С начала войны в Европе Гитлер, руководствуясь здравым смыслом, изо всех сил старался не давать повода вступить в войну Соединенным Штатам. Из опыта Первой мировой войны он ясно представлял, что будет означать для Германии война с этой страной с ее мощными людскими и материальными ресурсами. Он боялся арсенала боеприпасов, политической и моральной силы Америки и хотел избавить немцев от мощного напора этой страны. Но он также сильно преувеличивал военную мощь Японии. Мысль о том, чтобы заполучить Японию в союзники, затмевала все политические соображения. Одержимость властью, присущая Гитлеру-военному, лишила его осторожности государственного деятеля, и он вовлек немцев в войну с Америкой.
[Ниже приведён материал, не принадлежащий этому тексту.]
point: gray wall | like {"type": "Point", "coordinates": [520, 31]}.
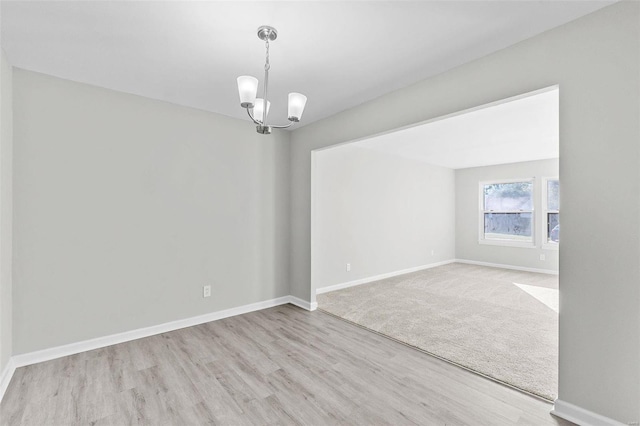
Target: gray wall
{"type": "Point", "coordinates": [6, 210]}
{"type": "Point", "coordinates": [595, 60]}
{"type": "Point", "coordinates": [379, 212]}
{"type": "Point", "coordinates": [467, 216]}
{"type": "Point", "coordinates": [125, 207]}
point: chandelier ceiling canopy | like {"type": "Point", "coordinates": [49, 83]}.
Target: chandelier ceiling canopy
{"type": "Point", "coordinates": [258, 108]}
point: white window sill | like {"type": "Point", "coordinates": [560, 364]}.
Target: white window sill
{"type": "Point", "coordinates": [507, 243]}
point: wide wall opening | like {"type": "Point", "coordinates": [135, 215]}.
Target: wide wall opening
{"type": "Point", "coordinates": [446, 236]}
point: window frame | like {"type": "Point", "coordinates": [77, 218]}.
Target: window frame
{"type": "Point", "coordinates": [482, 211]}
{"type": "Point", "coordinates": [545, 211]}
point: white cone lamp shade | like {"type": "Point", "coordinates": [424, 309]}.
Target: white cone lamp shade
{"type": "Point", "coordinates": [257, 109]}
{"type": "Point", "coordinates": [297, 101]}
{"type": "Point", "coordinates": [247, 89]}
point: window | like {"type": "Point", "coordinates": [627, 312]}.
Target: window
{"type": "Point", "coordinates": [551, 212]}
{"type": "Point", "coordinates": [506, 213]}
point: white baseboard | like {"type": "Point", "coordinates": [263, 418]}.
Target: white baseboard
{"type": "Point", "coordinates": [499, 265]}
{"type": "Point", "coordinates": [379, 277]}
{"type": "Point", "coordinates": [101, 342]}
{"type": "Point", "coordinates": [7, 374]}
{"type": "Point", "coordinates": [582, 417]}
{"type": "Point", "coordinates": [303, 303]}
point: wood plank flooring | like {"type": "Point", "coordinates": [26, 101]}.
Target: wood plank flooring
{"type": "Point", "coordinates": [281, 365]}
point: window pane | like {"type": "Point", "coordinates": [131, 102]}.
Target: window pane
{"type": "Point", "coordinates": [508, 226]}
{"type": "Point", "coordinates": [553, 227]}
{"type": "Point", "coordinates": [512, 196]}
{"type": "Point", "coordinates": [553, 195]}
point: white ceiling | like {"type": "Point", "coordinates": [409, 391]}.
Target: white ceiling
{"type": "Point", "coordinates": [340, 54]}
{"type": "Point", "coordinates": [521, 129]}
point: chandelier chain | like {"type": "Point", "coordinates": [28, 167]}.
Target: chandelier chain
{"type": "Point", "coordinates": [267, 66]}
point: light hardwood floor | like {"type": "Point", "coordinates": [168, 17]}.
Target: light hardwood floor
{"type": "Point", "coordinates": [281, 365]}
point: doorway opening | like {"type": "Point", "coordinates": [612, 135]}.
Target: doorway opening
{"type": "Point", "coordinates": [446, 236]}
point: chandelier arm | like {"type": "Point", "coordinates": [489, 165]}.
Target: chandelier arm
{"type": "Point", "coordinates": [267, 66]}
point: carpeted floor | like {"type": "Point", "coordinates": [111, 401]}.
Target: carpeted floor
{"type": "Point", "coordinates": [498, 322]}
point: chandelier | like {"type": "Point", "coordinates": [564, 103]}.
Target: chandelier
{"type": "Point", "coordinates": [258, 109]}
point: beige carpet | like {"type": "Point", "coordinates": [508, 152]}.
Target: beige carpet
{"type": "Point", "coordinates": [498, 322]}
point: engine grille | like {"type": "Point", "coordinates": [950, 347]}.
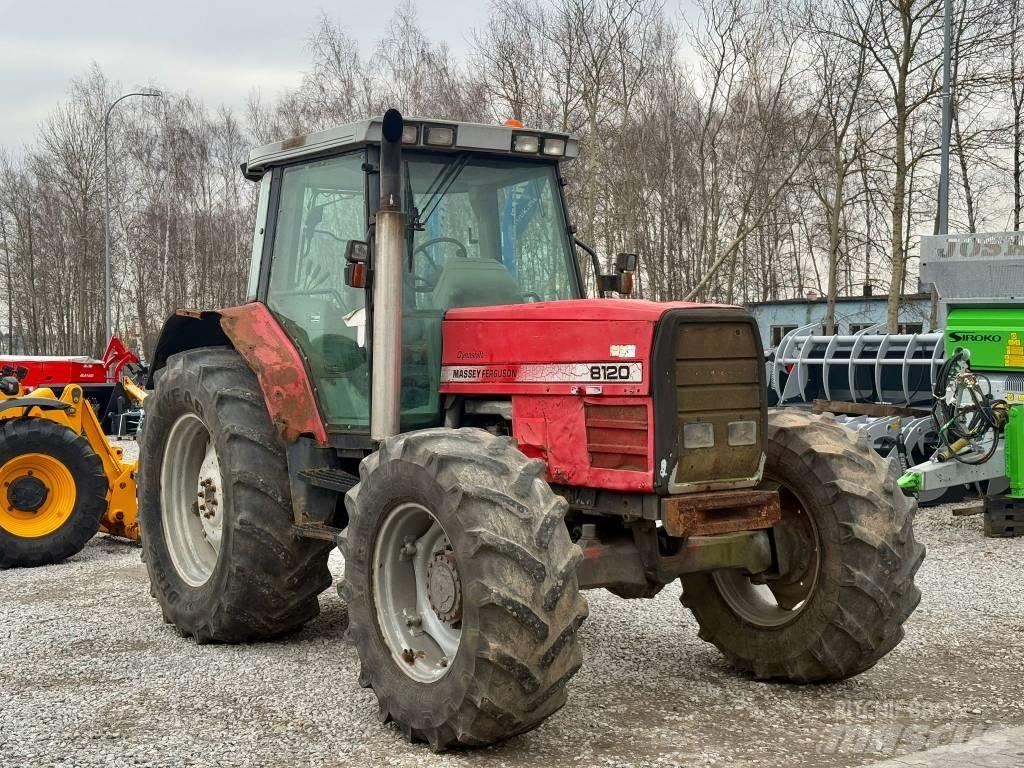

Гитлер часто говорил, что в детстве часто с интересом читал в газетах статьи и рассматривал фотографии Русско-японской войны. Победы японцев в Порт-Артуре и Цусиме вызывали в нем неописуемый восторг. С тех пор его не покидало восхищение строгой дисциплиной и воинским духом японцев. Это восхищение преследовало его до конца. Создав культ островного королевства, Гитлер пренебрег советами специалистов по Восточной Азии и принес в жертву дружеские отношения Германии с Китаем. Заключив антикоминтерновский пакт 1936 года, Германия, Италия и Япония объединились для борьбы против Коминтерна. Осенью 1940 года этот пакт преобразовался в Тройственный военный союз. Гитлер лично обещал объявить войну Соединенным Штатам, если между Японией и Америкой возникнет вооруженный конфликт.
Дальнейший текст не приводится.